Learn about an integral part of Singapore’s heritage with the talented members of young and wild’s second cohort as they perform in their graduation play, Swordfish + Concubine: Fall of Singapura.
Based on two tales from the Sejaraj Melayu (the Malay Annals), Swordfish is about Hang Nadim, a kampong boy who boldly speaks up and saves a kingdom from a bloody swordfish attack, though he ends up being executed for being a political threat. Legend has it that it’s his blood that stained the soil of Bukit Merah red.
Concubine beings with a pact made between Sang Nila Utama and Demang Lebar Daun, the chief of Palembang – they promise that future rulers and subjects treat each other with respect. However a few generations later, the concubine Nurhalisa is falsely accused of a crime and executed. This breaks the pact and a curse is unleashed onto Singapura.
Jonathan Lim, director of Swordfish + Concubine: Fall of Singapura tells us a little bit more about the play and his experiences.
What’s the biggest challenge you find that you encounter, when you’re directing or writing a new play?
Hearing the story itself. Finding my way into the heart of the story, the heart of the characters. And bringing my actors and designers to that heart, so we all understand why we are telling the story.
Sometimes, the heart of it is all can be different from what the playwright may have chosen to focus on, and I have to bridge the two. Sometimes, the heart is something difficult to articulate to audiences, and I have to direct carefully, tease it out with my cast.
What have been some unexpected inspirations for your work?

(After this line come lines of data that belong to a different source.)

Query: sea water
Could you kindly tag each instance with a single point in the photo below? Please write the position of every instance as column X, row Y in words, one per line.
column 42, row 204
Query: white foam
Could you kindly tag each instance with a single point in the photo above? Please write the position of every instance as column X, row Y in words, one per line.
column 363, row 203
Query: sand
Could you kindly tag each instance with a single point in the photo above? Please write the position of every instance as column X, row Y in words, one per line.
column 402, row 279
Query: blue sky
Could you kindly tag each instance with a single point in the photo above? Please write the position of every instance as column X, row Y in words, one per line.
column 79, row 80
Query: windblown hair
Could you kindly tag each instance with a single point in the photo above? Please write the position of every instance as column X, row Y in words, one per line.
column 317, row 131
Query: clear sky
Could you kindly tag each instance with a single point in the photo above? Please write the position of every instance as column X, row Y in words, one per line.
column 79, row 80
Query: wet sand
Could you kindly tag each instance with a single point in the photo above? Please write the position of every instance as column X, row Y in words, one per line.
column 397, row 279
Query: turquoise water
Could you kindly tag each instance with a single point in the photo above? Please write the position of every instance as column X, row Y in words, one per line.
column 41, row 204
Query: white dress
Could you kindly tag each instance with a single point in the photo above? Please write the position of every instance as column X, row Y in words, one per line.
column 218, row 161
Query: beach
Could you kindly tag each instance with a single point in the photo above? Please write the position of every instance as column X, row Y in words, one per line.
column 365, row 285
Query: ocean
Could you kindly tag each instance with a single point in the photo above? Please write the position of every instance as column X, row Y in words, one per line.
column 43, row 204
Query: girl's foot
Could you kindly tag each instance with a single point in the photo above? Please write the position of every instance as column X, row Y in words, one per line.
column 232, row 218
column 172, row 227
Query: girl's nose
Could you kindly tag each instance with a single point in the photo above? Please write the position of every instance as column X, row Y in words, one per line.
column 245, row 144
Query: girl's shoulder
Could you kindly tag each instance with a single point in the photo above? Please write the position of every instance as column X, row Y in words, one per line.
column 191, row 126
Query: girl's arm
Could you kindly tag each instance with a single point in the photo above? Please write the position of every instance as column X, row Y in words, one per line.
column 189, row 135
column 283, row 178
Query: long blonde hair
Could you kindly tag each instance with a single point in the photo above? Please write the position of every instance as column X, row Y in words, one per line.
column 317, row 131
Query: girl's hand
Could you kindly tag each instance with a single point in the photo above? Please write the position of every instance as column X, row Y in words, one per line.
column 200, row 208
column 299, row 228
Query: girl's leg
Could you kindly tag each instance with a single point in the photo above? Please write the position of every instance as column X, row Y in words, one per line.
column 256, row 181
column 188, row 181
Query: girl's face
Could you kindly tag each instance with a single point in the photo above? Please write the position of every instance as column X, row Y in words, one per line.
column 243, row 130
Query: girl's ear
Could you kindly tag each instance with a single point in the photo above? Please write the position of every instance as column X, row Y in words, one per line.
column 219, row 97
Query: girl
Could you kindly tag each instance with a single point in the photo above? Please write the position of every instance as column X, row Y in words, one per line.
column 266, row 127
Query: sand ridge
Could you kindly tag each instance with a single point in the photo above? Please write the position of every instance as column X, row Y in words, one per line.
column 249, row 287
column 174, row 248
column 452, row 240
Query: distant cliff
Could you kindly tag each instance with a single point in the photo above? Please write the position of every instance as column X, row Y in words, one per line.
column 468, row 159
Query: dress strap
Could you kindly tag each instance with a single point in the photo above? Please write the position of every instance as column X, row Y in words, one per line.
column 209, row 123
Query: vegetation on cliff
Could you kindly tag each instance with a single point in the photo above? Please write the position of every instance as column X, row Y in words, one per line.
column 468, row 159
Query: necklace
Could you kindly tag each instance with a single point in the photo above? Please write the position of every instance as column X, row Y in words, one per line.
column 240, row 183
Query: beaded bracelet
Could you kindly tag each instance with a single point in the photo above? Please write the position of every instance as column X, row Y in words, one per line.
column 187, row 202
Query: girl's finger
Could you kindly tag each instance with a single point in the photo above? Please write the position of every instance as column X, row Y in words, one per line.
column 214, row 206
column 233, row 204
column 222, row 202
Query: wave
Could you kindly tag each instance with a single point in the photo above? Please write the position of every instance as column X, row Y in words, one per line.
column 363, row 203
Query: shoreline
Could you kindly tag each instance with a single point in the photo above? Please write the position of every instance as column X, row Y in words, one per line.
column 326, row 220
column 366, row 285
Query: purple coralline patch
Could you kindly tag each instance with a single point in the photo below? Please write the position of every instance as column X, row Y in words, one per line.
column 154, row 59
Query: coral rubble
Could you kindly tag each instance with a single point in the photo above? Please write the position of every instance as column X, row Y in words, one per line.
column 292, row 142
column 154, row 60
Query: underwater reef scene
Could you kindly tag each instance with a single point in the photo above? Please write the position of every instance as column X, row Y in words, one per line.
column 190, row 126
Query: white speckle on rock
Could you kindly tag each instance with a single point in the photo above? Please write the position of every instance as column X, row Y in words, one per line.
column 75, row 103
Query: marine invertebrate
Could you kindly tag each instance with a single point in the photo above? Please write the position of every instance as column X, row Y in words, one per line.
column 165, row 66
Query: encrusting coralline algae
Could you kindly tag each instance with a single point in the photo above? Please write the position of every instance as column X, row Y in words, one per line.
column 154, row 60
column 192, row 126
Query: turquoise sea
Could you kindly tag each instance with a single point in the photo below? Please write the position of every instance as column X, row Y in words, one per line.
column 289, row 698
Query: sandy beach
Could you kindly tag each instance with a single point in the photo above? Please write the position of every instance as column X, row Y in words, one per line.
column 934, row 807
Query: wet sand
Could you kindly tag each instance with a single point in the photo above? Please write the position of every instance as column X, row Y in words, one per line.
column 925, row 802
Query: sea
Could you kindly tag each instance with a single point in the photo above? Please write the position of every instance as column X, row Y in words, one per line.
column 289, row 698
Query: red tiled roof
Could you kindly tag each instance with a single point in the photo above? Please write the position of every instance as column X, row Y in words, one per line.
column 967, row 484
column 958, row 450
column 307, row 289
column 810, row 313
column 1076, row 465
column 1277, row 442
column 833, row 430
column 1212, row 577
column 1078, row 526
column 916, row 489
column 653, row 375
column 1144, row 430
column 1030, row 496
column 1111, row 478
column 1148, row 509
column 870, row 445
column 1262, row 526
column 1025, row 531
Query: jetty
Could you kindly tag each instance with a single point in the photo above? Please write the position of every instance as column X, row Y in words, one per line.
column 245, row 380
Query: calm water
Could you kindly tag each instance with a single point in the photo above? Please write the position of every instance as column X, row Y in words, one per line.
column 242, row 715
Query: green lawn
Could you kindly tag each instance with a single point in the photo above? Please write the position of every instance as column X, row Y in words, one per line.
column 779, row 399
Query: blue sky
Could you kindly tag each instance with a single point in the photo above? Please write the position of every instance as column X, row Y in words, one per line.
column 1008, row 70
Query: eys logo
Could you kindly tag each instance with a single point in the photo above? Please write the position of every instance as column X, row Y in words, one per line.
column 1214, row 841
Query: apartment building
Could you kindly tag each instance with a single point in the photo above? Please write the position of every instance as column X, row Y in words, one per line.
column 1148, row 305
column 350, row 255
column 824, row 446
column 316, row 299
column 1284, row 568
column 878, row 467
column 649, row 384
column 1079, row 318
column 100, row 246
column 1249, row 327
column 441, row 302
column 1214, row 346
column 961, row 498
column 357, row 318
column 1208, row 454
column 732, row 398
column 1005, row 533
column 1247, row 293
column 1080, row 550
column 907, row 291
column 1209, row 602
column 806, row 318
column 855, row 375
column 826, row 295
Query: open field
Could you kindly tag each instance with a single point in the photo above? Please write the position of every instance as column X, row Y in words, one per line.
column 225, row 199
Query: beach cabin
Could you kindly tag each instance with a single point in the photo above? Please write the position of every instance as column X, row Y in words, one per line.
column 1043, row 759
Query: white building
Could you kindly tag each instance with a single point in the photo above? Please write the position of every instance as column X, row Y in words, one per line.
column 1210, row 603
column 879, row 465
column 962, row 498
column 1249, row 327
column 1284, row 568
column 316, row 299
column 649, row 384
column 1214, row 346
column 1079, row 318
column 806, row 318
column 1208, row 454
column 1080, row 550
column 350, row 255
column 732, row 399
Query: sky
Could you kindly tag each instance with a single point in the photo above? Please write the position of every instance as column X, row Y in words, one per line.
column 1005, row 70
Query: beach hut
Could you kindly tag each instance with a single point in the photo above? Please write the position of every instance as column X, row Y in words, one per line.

All sorts! I watch a lot of film and much of my staging leans towards capturing the immediacy and speed of film editing. I find it works wonders to use rhythms that the audience is already familiar with. I use music quite cinematically too.
Architecture plays a big part in shaping the world I set the play in. I like to know how things look around the characters, what kind of spaces they live in, love in, fight in. It inspires and informs the kind of 'choreography' the play will have. In plays like Family and Swordfish, creating architecture with movable set comes from this.
Tell us more about Swordfish + Concubine – what was the experience like working on this play?
It was a thrill to handle these legends, and to tell them to an adult audience! They are more than children's tale - they contain so much culture and identity and even politics. The stories kept unfolding and revealing new facets.
And as we matched the stories with research, we became fascinated by the whole idea of ancient Singapura - a kingdom we've never seen, can't begin to imagine! Old istanas, a fortress under siege, public executions, battles on the beach - it was all a reality once. Underneath the gleaming modern history of Singapore lies a bloody and passionate past that we've enjoyed bringing to life.
It has also been a joy to have an ensemble to collaborate with on such a deep level - sharing every decision, debating the issues, sharing our stories and even weaving them into the play - it has been very fulfilling. The heart of young & W!LD - these 7 Singaporeans struggling in 2010 - is captured in the play too, alongside the characters of the 14th century. We get to see both Singapore and Singapura side by side, and compare them.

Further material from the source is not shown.